In this manner, Arka firmly possesses the characteristics of a DO-language at a basic level.

On the other hand, Arka also has some features of a BECOME-language. We give some examples below.

The features of a DO-language is objective, while the features of a BECOME-language are subjective. Related to this, first-person pronouns are diverse in BECOME-languages, while they tend to be fixed in DO-languages. In reality, first-person pronouns in Japanese are plenty (e.g. 「俺」, 「私」, 「僕」), but English has only “I” and French has only “je”.

Arka is more like a BECOME-language in this regard; there is an assortment of pronouns such as “an”, “non”, “men”, “yuna”, and “noel”. Formerly, Arka had only “del” and “an” as fitting for a DO-language. At most, “non”, for use by women, was thrown into these. The diversification of personal pronouns only started after the influx of different peoples who spoke BECOME-languages.

In addition, with DO-languages, the focus of the verb is the result, while in BECOME-languages, the focus of the verb is the action as a whole.

For example, in the case of “persuade”, one could say 「説得したが駄目だった」 (“persuaded but it was no use”) in Japanese. But in English, “persuade” has the nuance of succeeding in changing someone’s mind; the focus is on the result. Therefore, phrases such as “persuaded but failed” are not idiomatic. One would rather say “tried to persuade but failed”.

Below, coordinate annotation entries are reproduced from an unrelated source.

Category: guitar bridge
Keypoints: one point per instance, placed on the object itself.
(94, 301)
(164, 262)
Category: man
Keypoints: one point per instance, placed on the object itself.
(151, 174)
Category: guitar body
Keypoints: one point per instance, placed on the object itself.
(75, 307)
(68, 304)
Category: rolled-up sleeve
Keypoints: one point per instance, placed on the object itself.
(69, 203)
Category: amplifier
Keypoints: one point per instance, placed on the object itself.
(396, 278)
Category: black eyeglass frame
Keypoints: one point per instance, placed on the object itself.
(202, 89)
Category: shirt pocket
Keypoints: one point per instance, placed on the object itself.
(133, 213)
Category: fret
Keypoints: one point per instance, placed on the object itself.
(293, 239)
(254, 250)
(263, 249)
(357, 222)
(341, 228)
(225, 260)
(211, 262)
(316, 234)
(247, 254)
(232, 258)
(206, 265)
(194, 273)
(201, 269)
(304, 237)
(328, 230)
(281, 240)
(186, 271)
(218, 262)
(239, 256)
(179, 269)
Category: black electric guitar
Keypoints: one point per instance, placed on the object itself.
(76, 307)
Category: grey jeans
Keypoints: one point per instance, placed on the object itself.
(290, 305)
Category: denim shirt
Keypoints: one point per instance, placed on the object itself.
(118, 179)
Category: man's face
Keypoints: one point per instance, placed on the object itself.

In Arka, the word for “persuade” is soso, but this does not have the connotation of successfully changing someone’s mind. From this, Arka can be understood to place the focus of the verb on the action as a whole. That is, another characteristic of a BECOME-language can be found here.

In this way, Arka is created not only with synchronic linguistic tendencies in mind but also with diachronic circumstances.

In order to create an a priori conlang that does not contradict linguistics – that is, to say the least, is not unnaturalistic – one must combine both synchronic and diachronic study.

The tendencies brought out by features of DO- and BECOME-languages are indispensable for creating conlangs. However, when using these, it is absolutely necessary to think diachronically and think about the historical changes and relationships with other peoples.

Dual histories

On one hand, Arka is used in the conworld Kaldia; on the other hand, it was also used in real life by the creators. Therefore, Arka has two histories: one in fiction and one in reality. It is mainly the former that is mentioned in this manuscript. Let us touch on the latter briefly as a supplement.

Because Arka was originally a language formed when speakers of various natlangs were gathered, it had features of both DO- and BECOME-languages. However, as the days went by, the power relationship between DO and BECOME changed. In general, it was thought to be more BECOME-like during the first half of the 1990s and more DO-like during the second half. Until the first half of the 2000s, the tendency toward DO was considered strong, and it is thought that the BECOME components increased in number in the second half. As a result, in the same way as Arka in the conworld Kaldia, it became a language taking from both sides of the divide.

Sister article

Inquiry into the cognitive linguistics of Arka

(The bibliography is omitted here; it can be found in the original article.)

  1. The original sentences were 「彼は私にリンゴを与えた」, 「彼からリンゴをもらった」, and 「彼がリンゴをくれた」, in that order, in case you want to know. The translations of the first and third sentences are switched here because “I gave him an apple” is indeed the natural way to word the information in English. 

  2. One can also say “It suddenly began to rain.” 

  3. There are some slides about this here (in Japanese but with examples) if you’re curious. Thanks to Luke from CDN for finding these. Also see this resource (luckily in English). 

  4. (in original) The ancestor of Arka is called Arbaren, and the ancestor of Arbaren was Lyudiaren; however, to avoid introducing even more technical terms, we refer to all of them as Arka.